A paper is a summary of scientific work meant to communicate with others. The paper itself is not the end-all-be-all of scientific research.

Ulrike Hahn

@jrhawley could you just clarify in what sense there are “no experiments”?

James Hawley, PhD

@UlrikeHahn The paper describes how it “executes experiments” by generating code, a matching description, and running the code. This will only work with 1. experiments that can be performed with code, and 2. code that can be run on data that already exists and is accessible.

This is an extremely narrow set of criteria, since we actually need to engage with the real world to get proper scientific data. Models like this can’t do that, and selling this as such, in my opinion, is nonsense.

Ulrike Hahn

@jrhawley isn’t lots of ML research run on extant data sets? Benchmark tests are tests, no?

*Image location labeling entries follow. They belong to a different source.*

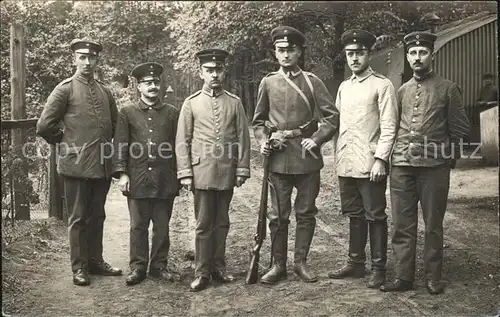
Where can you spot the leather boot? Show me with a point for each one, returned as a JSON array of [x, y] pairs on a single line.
[[303, 238], [279, 244], [355, 267], [304, 272], [378, 250]]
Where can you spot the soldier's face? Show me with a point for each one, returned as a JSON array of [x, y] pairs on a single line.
[[420, 58], [288, 56], [149, 89], [212, 76], [358, 60], [85, 63]]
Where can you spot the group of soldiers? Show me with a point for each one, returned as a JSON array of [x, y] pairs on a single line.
[[205, 147]]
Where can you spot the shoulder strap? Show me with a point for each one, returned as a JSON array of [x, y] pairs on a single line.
[[308, 81], [301, 93]]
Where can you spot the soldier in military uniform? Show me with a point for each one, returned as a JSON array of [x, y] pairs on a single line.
[[368, 120], [87, 111], [144, 161], [291, 100], [433, 122], [213, 156]]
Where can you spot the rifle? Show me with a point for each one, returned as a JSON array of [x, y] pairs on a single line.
[[253, 272]]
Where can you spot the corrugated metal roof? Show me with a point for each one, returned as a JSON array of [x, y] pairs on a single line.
[[462, 28]]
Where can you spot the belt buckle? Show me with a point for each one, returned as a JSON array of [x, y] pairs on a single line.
[[288, 134]]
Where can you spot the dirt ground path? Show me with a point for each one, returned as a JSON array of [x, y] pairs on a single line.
[[471, 267]]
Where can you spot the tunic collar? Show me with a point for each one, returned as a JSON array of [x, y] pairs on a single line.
[[367, 73], [212, 92], [144, 106], [291, 74]]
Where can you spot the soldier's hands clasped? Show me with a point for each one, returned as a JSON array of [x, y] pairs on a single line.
[[187, 183], [378, 172], [308, 144], [240, 180], [265, 149], [123, 183]]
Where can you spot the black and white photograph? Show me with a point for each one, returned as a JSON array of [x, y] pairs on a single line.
[[250, 158]]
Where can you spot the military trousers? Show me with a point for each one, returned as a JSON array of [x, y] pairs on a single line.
[[430, 186], [362, 198], [85, 199], [142, 211], [307, 186], [211, 210], [364, 202]]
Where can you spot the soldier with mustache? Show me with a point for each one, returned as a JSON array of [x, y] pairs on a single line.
[[144, 161], [80, 117], [432, 123], [368, 119], [213, 150]]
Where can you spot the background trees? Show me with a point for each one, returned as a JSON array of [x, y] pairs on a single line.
[[171, 32]]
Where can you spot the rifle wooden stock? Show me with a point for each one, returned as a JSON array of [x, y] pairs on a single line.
[[253, 271]]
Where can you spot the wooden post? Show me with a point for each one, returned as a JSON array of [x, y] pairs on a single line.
[[18, 111]]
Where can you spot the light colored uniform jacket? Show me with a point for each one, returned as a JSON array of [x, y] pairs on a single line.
[[213, 141], [368, 123]]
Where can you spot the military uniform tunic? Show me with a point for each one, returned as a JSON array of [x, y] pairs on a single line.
[[213, 147], [144, 149], [281, 104], [433, 120], [285, 108], [368, 123], [87, 111]]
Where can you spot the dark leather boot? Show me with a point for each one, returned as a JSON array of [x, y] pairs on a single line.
[[378, 250], [398, 285], [304, 272], [103, 268], [275, 274], [303, 237], [355, 267], [81, 277], [135, 277], [279, 244], [434, 287]]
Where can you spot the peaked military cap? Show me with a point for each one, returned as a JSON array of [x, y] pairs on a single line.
[[356, 39], [287, 36], [420, 39], [147, 71], [86, 47], [212, 57]]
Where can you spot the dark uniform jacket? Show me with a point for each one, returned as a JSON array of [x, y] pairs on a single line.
[[213, 140], [432, 119], [279, 103], [87, 112], [144, 148]]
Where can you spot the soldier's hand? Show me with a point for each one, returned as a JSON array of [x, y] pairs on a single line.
[[123, 183], [379, 171], [265, 149], [187, 183], [308, 144], [240, 180]]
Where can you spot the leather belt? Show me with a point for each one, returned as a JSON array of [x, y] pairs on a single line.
[[290, 134]]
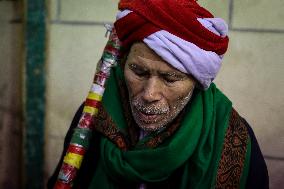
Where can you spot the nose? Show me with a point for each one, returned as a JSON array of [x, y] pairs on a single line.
[[152, 90]]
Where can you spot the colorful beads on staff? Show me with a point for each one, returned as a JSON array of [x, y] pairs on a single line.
[[86, 121], [95, 88], [67, 174], [101, 78], [81, 137]]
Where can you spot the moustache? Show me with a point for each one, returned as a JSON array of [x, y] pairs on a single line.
[[151, 108]]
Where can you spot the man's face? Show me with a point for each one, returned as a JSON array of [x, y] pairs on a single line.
[[157, 91]]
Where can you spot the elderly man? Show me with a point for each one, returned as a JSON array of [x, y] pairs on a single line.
[[164, 124]]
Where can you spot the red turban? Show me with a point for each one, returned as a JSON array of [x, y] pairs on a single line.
[[178, 17]]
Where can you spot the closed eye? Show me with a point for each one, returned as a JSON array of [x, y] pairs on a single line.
[[138, 70]]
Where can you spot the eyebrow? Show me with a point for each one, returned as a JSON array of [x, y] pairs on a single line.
[[173, 74]]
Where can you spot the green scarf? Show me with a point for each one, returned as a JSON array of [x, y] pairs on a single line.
[[195, 147]]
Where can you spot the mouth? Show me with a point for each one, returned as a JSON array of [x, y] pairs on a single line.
[[148, 118]]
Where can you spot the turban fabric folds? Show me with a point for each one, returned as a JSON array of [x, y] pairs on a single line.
[[184, 34]]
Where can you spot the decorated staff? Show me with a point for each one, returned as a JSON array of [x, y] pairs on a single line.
[[82, 134]]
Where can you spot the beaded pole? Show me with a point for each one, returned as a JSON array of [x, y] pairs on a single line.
[[82, 133]]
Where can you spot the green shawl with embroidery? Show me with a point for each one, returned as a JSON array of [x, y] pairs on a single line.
[[195, 147]]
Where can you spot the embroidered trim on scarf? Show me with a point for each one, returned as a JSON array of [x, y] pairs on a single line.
[[233, 155]]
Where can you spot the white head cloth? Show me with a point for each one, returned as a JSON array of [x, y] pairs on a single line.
[[186, 56]]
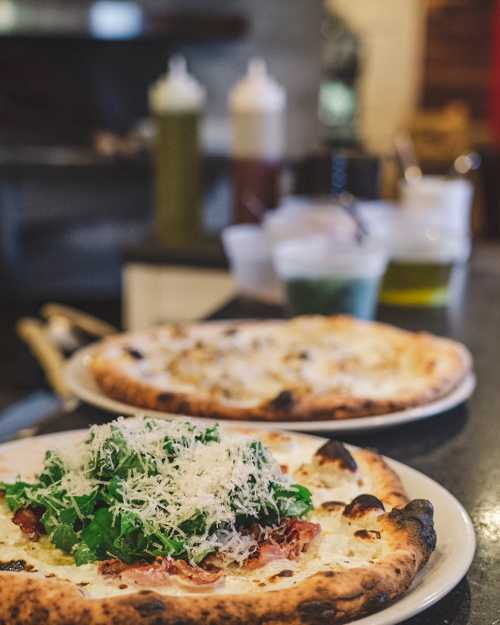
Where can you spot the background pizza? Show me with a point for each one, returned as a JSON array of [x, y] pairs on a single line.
[[306, 368]]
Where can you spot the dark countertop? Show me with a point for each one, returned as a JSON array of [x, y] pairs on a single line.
[[459, 449]]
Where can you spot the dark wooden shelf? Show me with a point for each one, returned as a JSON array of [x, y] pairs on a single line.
[[164, 27]]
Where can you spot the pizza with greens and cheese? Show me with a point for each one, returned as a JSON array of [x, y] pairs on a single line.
[[157, 522], [305, 368]]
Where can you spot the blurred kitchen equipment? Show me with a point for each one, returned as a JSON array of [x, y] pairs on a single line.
[[331, 172], [325, 276], [405, 152], [177, 102], [258, 107], [49, 342], [250, 257], [76, 319], [440, 135], [465, 164], [338, 98]]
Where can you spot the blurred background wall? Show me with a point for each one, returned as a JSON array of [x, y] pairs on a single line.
[[75, 177]]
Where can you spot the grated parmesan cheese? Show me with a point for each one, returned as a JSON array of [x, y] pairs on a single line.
[[217, 479]]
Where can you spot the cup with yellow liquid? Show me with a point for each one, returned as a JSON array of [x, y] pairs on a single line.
[[424, 258]]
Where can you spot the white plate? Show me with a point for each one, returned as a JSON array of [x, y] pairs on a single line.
[[81, 383], [447, 566]]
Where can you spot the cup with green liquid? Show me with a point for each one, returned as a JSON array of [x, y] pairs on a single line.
[[325, 276]]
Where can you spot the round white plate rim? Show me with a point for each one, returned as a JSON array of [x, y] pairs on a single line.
[[453, 567], [87, 390]]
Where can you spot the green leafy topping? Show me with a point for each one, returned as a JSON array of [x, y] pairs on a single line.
[[138, 489]]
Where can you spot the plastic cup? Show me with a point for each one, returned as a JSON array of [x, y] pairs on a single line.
[[250, 259], [324, 276], [424, 258], [306, 216], [445, 203]]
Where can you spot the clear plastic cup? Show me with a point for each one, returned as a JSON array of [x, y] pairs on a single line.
[[424, 258], [306, 216], [443, 202], [251, 262], [324, 276]]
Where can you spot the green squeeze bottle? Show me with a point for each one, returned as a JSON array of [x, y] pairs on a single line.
[[177, 101]]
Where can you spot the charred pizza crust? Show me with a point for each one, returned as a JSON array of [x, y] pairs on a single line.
[[440, 363], [326, 597]]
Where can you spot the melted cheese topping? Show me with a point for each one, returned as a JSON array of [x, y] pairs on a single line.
[[336, 548], [251, 363]]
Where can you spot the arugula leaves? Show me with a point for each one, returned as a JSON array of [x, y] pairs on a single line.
[[91, 528]]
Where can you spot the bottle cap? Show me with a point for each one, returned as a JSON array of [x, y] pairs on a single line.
[[257, 91], [177, 90]]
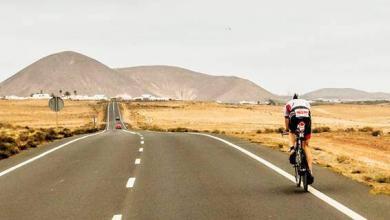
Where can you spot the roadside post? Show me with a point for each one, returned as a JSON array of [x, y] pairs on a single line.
[[56, 104], [94, 120]]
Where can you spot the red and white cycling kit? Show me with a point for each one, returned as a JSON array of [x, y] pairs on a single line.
[[298, 110]]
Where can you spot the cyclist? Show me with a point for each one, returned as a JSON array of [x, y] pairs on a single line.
[[291, 122]]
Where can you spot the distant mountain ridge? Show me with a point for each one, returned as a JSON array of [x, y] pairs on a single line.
[[345, 94], [71, 71]]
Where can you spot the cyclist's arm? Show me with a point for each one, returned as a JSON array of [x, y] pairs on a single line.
[[286, 111], [286, 123]]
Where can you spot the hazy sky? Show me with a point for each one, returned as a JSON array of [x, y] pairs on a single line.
[[284, 46]]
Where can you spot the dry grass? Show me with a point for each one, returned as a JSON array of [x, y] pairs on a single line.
[[36, 113], [28, 124], [350, 139]]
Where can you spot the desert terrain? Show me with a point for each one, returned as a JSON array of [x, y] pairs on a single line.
[[353, 140], [29, 123]]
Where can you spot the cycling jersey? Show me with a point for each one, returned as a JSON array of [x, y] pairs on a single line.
[[298, 110], [296, 107]]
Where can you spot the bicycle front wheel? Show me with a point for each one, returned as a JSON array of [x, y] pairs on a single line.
[[297, 176], [305, 185]]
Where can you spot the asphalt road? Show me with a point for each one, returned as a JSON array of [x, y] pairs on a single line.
[[121, 174]]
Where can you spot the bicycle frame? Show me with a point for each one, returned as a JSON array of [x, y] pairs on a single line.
[[301, 163]]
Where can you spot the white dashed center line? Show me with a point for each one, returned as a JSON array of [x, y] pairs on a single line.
[[117, 217], [130, 182]]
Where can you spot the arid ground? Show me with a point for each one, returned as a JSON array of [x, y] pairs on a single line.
[[29, 123], [36, 113], [353, 140]]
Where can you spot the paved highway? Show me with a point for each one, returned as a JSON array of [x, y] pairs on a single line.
[[117, 174]]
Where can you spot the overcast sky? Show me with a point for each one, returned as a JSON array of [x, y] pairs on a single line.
[[284, 46]]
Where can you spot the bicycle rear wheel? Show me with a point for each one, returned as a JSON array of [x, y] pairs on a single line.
[[297, 176], [305, 185]]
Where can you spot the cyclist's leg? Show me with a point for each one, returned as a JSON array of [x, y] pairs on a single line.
[[292, 139], [308, 154]]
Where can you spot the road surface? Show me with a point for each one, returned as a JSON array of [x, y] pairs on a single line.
[[119, 174]]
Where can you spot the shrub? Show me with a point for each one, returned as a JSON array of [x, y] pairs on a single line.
[[7, 139], [216, 132], [279, 130], [382, 179], [350, 130], [377, 133], [356, 172], [366, 129], [4, 154], [39, 137], [23, 136], [343, 159], [321, 130]]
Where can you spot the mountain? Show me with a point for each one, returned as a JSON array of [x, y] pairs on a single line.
[[175, 82], [71, 71], [346, 94], [67, 71]]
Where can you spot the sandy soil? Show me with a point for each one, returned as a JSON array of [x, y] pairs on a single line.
[[36, 113]]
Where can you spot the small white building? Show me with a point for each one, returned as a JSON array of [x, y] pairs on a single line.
[[124, 97], [14, 97], [40, 96]]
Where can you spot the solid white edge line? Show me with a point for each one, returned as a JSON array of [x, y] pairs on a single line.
[[342, 208], [117, 217], [120, 117], [130, 182], [108, 116], [45, 153]]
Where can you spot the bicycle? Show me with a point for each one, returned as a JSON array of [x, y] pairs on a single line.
[[301, 167]]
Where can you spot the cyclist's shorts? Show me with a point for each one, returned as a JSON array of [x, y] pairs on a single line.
[[294, 121]]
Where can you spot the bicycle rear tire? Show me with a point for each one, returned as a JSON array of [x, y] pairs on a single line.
[[305, 185], [297, 177]]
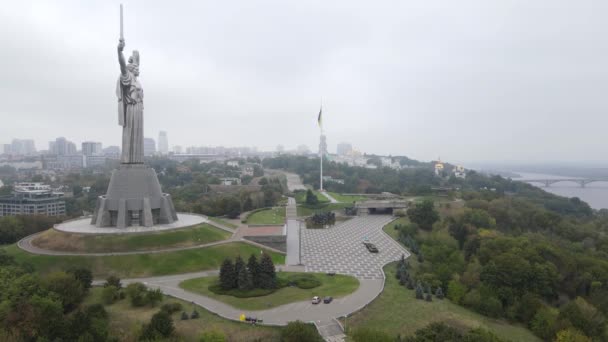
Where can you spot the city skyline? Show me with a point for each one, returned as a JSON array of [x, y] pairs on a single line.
[[474, 88]]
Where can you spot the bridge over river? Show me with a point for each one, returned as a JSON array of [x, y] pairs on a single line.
[[547, 182]]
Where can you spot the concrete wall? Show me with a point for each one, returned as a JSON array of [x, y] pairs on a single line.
[[273, 241]]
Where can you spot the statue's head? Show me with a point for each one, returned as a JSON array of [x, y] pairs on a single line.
[[134, 63]]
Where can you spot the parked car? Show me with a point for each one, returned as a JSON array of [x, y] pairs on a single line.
[[371, 247]]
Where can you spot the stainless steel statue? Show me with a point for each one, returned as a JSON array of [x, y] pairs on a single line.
[[134, 196]]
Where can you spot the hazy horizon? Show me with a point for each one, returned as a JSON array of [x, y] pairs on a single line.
[[469, 82]]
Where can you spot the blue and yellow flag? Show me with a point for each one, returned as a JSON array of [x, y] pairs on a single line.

I have no desire to defend the paper as such, I was just genuinely surprised having read it following your post, so am curious about the conceptual reasons for ruling these out specifically.

James Hawley, PhD

@UlrikeHahn Yes, that's definitely true. Large public datasets like MNIST would probably work well enough with this tool, since it would be used in many papers for training and benchmarking.

But I think there are issues around the multiple layers of requirements and transparency involved with a tool like this. You need someone to attest that the code that was generated as part of the "experiment" matches the description, that the plots faithfully represent the data, etc.

James Hawley, PhD

@UlrikeHahn Knowing that everything matches what was actually run, assuming the code was run correctly, is tough, too - especially given hallucinations in LLMs and how nuanced the "correct" thing can be in novel research.

None of that verification is trivial to do, in my experience. Lots of novel CS research also needs to define new algorithms or functions for doing the correct calculations, so there's a lot that needs to be checked, theoretically, outside the manuscript.

Ulrike Hahn

@jrhawley by sheer coincidence I had posted a link to this paper earlier today https://arxiv.org/abs/2409.11363

James Hawley, PhD

@UlrikeHahn > I have no desire to defend the paper as such

No worries! I didn't think you were trying to defend it, but looking for clarity about what I meant. I understand that "this is nonsense" may be a bit inflammatory, and there are some particular circumstances where a tool like this might actually be interesting.

But, IMO, those circumstances are so niche and still require lots of extra work that saying "this can generate new discoveries" is misleading, at best.

James Hawley, PhD

@UlrikeHahn And spamming dozens of papers a week is dangerous for scientific research, more generally. We already have problems with predatory journals and articles. Tools like this will only make those problems worse, IMO, without offering much benefit.

James Hawley, PhD

@UlrikeHahn Oh, interesting! I hadn't seen this one. Just from the abstract:

> The best agent achieved an accuracy of 21% on the hardest task, showing the vast scope for improvement in automating routine scientific tasks.

This seems like an accurate disclosure. They made AI models but their accuracy was pretty low and they don't oversell the results. I'm fine with that!

Putting a preprint on arXiv to hype your startup, like the paper I posted, is not something I'm a fan of.

Ulrike Hahn

@jrhawley that one was never going to be a hype paper, see the author list

the book comes out on Monday https://press.princeton.edu/books/hardcover/9780691249131/ai-snake-oil

Ulrike Hahn

@jrhawley couldn’t agree more that this is new and uncharted, dangerous, territory for the academic record.

That’s why I read the paper after seeing your post, and my response was more ‘yikes, it can do that’ than ‘this is just hype’. It would be less worrisome to me if it was just the latter. As it stands, it feels like it falls in a bad in-between space: good enough to do real damage, not good enough to seem genuinely valuable.